First off, top security. The entryway just off the elevator bank had been completely transformed. TV intercom, steel doors—it could have been the vault at Chase. I told the camera's eye who I was and then waited while a computer somewhere gave me a voice-ID check. How they managed to have me in the system already I wasn't exactly sure . . . maybe they'd taken it off the phone?

After I'd cleared that, the doors slid open and I entered the first chamber of a two-room security check. An electronic voice ordered me to put my briefcase into the X-ray machine while I proceeded through the metal detector.

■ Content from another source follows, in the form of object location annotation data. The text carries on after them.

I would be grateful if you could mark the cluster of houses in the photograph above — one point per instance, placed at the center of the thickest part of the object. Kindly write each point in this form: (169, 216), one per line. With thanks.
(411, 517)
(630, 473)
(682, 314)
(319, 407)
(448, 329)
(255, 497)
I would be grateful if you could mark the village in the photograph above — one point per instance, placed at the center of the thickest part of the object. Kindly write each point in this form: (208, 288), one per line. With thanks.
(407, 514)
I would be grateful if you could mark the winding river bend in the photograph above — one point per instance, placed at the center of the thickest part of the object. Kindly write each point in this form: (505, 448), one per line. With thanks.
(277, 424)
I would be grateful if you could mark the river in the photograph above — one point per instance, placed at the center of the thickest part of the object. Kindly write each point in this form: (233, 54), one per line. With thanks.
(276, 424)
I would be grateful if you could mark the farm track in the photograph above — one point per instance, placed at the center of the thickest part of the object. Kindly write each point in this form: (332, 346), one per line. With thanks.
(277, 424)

That cleared, the set of steel panels leading into the next room slid open and I went in . . . to be confronted by two crew-cut guards who could have been retired sumo wrestlers. As the doors clicked behind me, I took one look at DNI's welcoming committee and realized they were packing Uzis, those Israeli automatics that could probably cut down a tree in about two seconds. No candy-ass .38's for Dai Nippon. Without ceremony they commenced a body search. It was all very polite, but it sure as hell wasn't perfunctory. I just stood there in astonishment while this gorilla roughly twice my size felt me up.

That indignity completed, I was now in line for the real surprise. Yet another set of steel doors opened, and there awaited the man I'd been dealing with over the phone, Yasuhiro Tanaka. Medium build, late forties, cropped hair, automatic smile—he was Noda's chief of operations for New York. He didn't say much, just led me onto the floor, heading for his office. But he was clearly the on-site daimyd: lots of heavy bowing from the young, white-shirted Japanese staff as we headed for the corner suite.

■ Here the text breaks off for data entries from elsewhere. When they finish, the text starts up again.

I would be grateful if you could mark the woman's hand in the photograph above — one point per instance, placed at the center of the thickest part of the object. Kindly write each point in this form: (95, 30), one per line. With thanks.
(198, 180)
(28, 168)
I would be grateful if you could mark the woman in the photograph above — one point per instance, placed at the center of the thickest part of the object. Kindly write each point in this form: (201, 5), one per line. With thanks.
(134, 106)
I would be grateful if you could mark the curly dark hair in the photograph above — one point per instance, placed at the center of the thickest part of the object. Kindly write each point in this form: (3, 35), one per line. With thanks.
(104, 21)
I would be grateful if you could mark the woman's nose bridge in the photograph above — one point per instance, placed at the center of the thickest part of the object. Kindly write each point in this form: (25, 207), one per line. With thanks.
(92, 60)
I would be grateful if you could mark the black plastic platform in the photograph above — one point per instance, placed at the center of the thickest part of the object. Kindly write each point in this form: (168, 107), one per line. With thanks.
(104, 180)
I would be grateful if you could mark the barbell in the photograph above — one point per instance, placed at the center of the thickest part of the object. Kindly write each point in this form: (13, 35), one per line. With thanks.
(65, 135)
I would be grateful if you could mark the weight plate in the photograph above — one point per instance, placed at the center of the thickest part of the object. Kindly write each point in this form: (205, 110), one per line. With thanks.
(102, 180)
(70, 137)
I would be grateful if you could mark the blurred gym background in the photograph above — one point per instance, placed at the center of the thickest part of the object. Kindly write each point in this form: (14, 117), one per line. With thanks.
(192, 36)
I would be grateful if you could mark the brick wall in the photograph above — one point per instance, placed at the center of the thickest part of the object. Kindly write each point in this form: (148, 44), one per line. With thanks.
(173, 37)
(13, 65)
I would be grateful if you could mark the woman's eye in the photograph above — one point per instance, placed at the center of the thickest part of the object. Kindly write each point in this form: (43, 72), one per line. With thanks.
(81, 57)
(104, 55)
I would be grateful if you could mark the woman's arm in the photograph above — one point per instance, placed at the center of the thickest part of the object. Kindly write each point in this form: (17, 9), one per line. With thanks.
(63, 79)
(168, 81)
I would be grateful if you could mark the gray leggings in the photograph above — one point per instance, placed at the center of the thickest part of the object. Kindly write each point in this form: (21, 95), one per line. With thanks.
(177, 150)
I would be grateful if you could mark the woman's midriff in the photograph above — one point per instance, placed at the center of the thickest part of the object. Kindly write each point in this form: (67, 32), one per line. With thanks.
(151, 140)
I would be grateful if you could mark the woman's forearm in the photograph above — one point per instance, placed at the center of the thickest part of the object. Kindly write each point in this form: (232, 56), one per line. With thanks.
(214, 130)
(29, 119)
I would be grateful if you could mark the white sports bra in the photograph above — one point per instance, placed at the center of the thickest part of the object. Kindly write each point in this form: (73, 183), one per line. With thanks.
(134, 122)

Which brings us to the real shocker. Dai Nippon's floor operation looked like the flight deck of the Starship Enterprise. Let me attempt a brief description. In the far back was a massive NEC augmented supercomputer—a half dozen off-white octagonal units about head high, one the mainframe and the others storage modules arranged alongside in a neat row. Pure power. The whole thing was encased in a glassed room with (I assumed) critical temperature and humidity control. Then out on the floor were lines and lines of workstations. Computer screens everywhere, printers running, stacks of color hard copy—pie charts, bar graphs, spreads—plus terminals carrying every financial service offered by cable or satellite.

This was just the first, five-second glance. Incredible, I thought. There must be a heck of a lot more Japanese investment in the U.S. than anybody realizes.

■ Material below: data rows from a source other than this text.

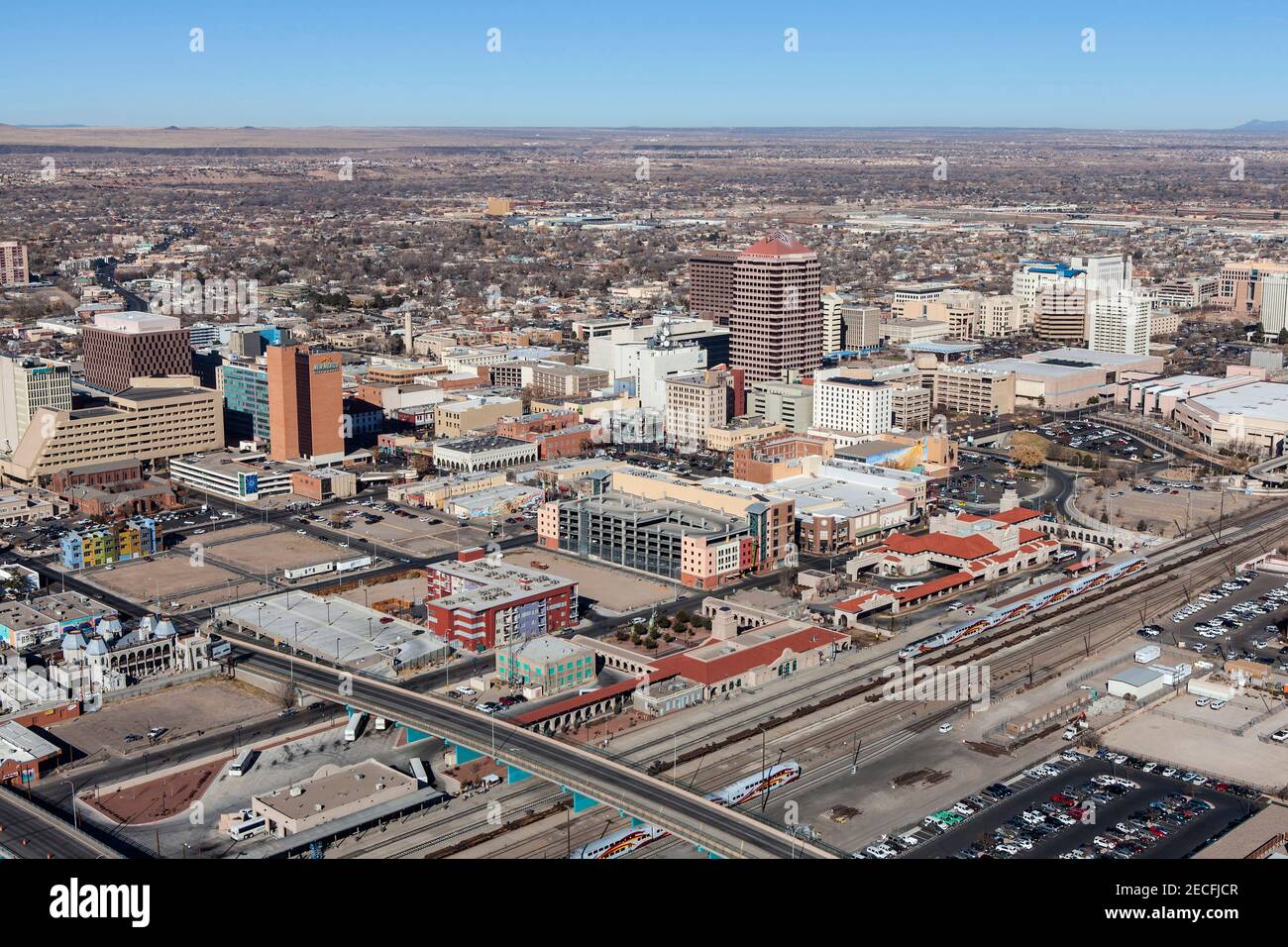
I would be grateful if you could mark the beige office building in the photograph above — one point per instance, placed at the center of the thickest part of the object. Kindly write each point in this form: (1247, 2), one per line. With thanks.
(910, 407)
(974, 389)
(1060, 316)
(458, 418)
(1001, 316)
(154, 419)
(1240, 285)
(695, 403)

But something had to be wrong here. Why should . . . ? Finally I slowed down—Tanaka was hurrying me along, clearly

annoyed that I'd appeared uninvited. That's when I noticed the rest. Across one wall was a line of projection TVs, on which computer data was being scrolled. As we walked past, I noticed that each screen seemed to be under the scrutiny of a team of analysts, who were intently studying the numbers, comparing notes, running calculations on their individual terminals.